O Integração News apurou que a defesa de Pedro Arthur Turra Basso, de 19 anos, acusado de agredir e matar um adolescente goiano de 16 anos após uma discussão motivada por um chiclete, informou nesta quarta-feira (25) que deixou oficialmente o caso. A decisão foi comunicada por meio de nota pública do escritório que representava o ex-piloto.
No comunicado, os advogados afirmaram que atuaram com empenho na defesa dos direitos do cliente e reiteraram compromisso com o devido processo legal e com as garantias constitucionais.
Na terça-feira (24), o Superior Tribunal de Justiça (STJ) negou um novo pedido da defesa para análise urgente de habeas corpus. O relator do caso, Messod Azulay Neto, decidiu que a solicitação só será avaliada após exame mais aprofundado do processo.
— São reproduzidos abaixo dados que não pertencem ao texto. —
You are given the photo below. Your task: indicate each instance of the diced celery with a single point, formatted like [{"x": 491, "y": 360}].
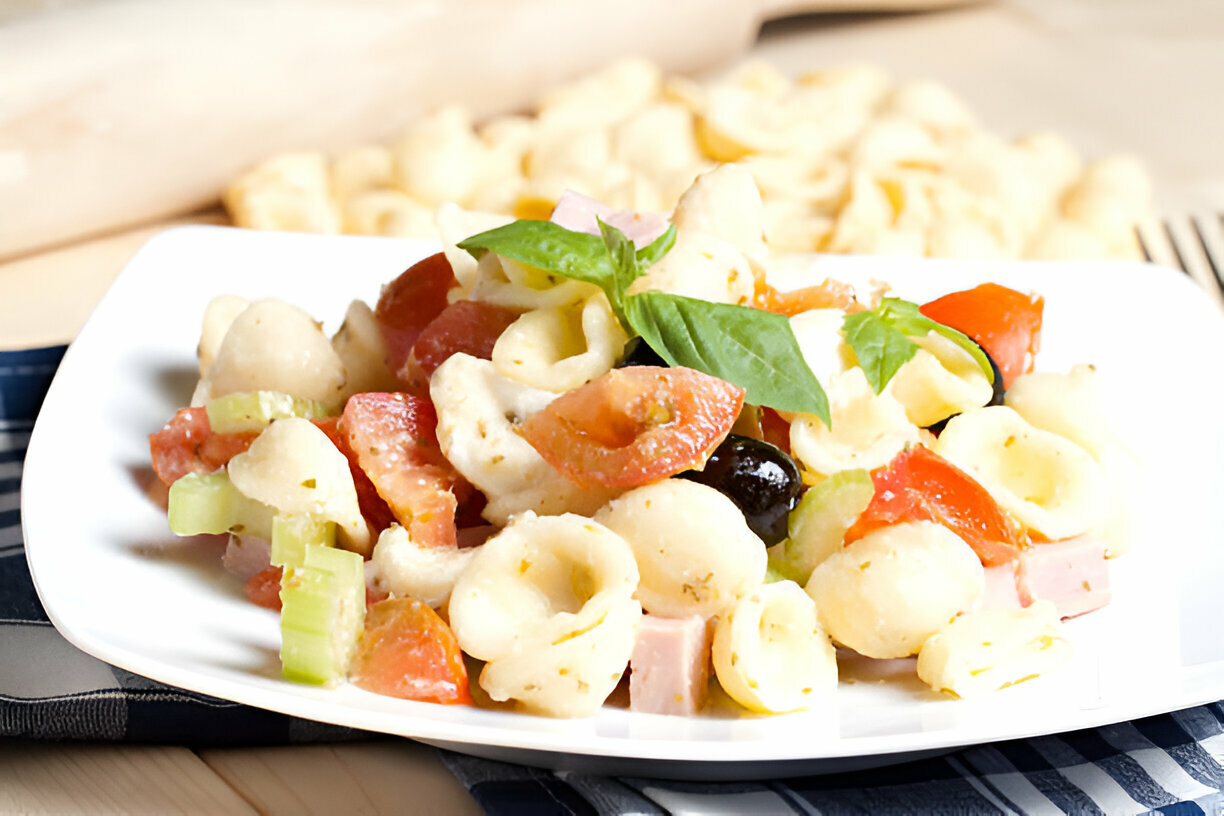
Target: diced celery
[
  {"x": 293, "y": 534},
  {"x": 211, "y": 503},
  {"x": 256, "y": 410},
  {"x": 817, "y": 526},
  {"x": 323, "y": 607}
]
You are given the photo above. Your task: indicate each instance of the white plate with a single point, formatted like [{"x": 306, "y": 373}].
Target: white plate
[{"x": 118, "y": 585}]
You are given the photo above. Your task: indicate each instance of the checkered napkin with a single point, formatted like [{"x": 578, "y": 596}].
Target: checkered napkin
[{"x": 1170, "y": 764}]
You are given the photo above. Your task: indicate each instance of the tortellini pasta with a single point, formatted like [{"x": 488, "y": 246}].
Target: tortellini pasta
[
  {"x": 1050, "y": 485},
  {"x": 987, "y": 650},
  {"x": 562, "y": 348},
  {"x": 885, "y": 593},
  {"x": 548, "y": 604},
  {"x": 771, "y": 655},
  {"x": 867, "y": 431},
  {"x": 694, "y": 549},
  {"x": 477, "y": 410}
]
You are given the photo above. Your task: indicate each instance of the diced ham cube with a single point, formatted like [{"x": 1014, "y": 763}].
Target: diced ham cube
[
  {"x": 670, "y": 666},
  {"x": 1071, "y": 573}
]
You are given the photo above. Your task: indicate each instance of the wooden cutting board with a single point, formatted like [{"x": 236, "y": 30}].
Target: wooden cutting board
[{"x": 114, "y": 114}]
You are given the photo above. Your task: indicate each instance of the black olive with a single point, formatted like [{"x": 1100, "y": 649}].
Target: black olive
[
  {"x": 759, "y": 477},
  {"x": 638, "y": 352},
  {"x": 996, "y": 394}
]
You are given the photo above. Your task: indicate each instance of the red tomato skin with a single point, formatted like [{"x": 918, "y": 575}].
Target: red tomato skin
[
  {"x": 921, "y": 486},
  {"x": 468, "y": 327},
  {"x": 1003, "y": 321},
  {"x": 263, "y": 589},
  {"x": 634, "y": 426},
  {"x": 409, "y": 302},
  {"x": 409, "y": 652},
  {"x": 186, "y": 444},
  {"x": 394, "y": 439}
]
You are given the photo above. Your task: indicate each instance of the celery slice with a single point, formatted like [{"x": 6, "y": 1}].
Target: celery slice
[
  {"x": 293, "y": 534},
  {"x": 817, "y": 526},
  {"x": 208, "y": 503},
  {"x": 256, "y": 410},
  {"x": 323, "y": 607}
]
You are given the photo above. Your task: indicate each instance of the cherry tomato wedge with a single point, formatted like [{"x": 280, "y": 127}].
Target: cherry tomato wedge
[
  {"x": 408, "y": 651},
  {"x": 1003, "y": 321},
  {"x": 409, "y": 302},
  {"x": 921, "y": 486},
  {"x": 634, "y": 426},
  {"x": 394, "y": 439}
]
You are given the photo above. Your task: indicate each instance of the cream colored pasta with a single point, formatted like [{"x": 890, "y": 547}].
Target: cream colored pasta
[
  {"x": 559, "y": 349},
  {"x": 694, "y": 549},
  {"x": 477, "y": 410},
  {"x": 294, "y": 467},
  {"x": 274, "y": 346},
  {"x": 403, "y": 567},
  {"x": 987, "y": 650},
  {"x": 939, "y": 381},
  {"x": 548, "y": 604},
  {"x": 885, "y": 593},
  {"x": 1049, "y": 483},
  {"x": 770, "y": 653},
  {"x": 867, "y": 430}
]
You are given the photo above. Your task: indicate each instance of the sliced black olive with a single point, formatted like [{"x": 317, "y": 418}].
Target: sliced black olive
[
  {"x": 996, "y": 394},
  {"x": 638, "y": 352},
  {"x": 759, "y": 477}
]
Os advogados sustentaram que o Tribunal de Justiça do Distrito Federal e Territórios (TJDFT) teria mantido a prisão influenciado por repercussão midiática e clamor público. Também alegaram exposição indevida do investigado em coletiva de imprensa e desproporcionalidade da prisão preventiva.
O ministro afirmou que é necessário examinar detalhadamente os elementos do processo antes de qualquer decisão e determinou que o TJDFT envie informações atualizadas e completas sobre o caso com urgência.
A prisão de Pedro Turra já havia sido mantida pelo próprio relator em 13 de fevereiro. O acusado está detido desde 30 de janeiro e foi transferido para o pavilhão de segurança máxima do Complexo Penitenciário da Papuda, no Distrito Federal, por questões de segurança.
Ele responde como réu por homicídio doloso após a morte do adolescente Rodrigo Castanheira.
Rodrigo morreu em 7 de fevereiro, após permanecer 16 dias internado em estado gravíssimo. A agressão aconteceu na madrugada de 23 de janeiro, após uma festa em Vicente Pires.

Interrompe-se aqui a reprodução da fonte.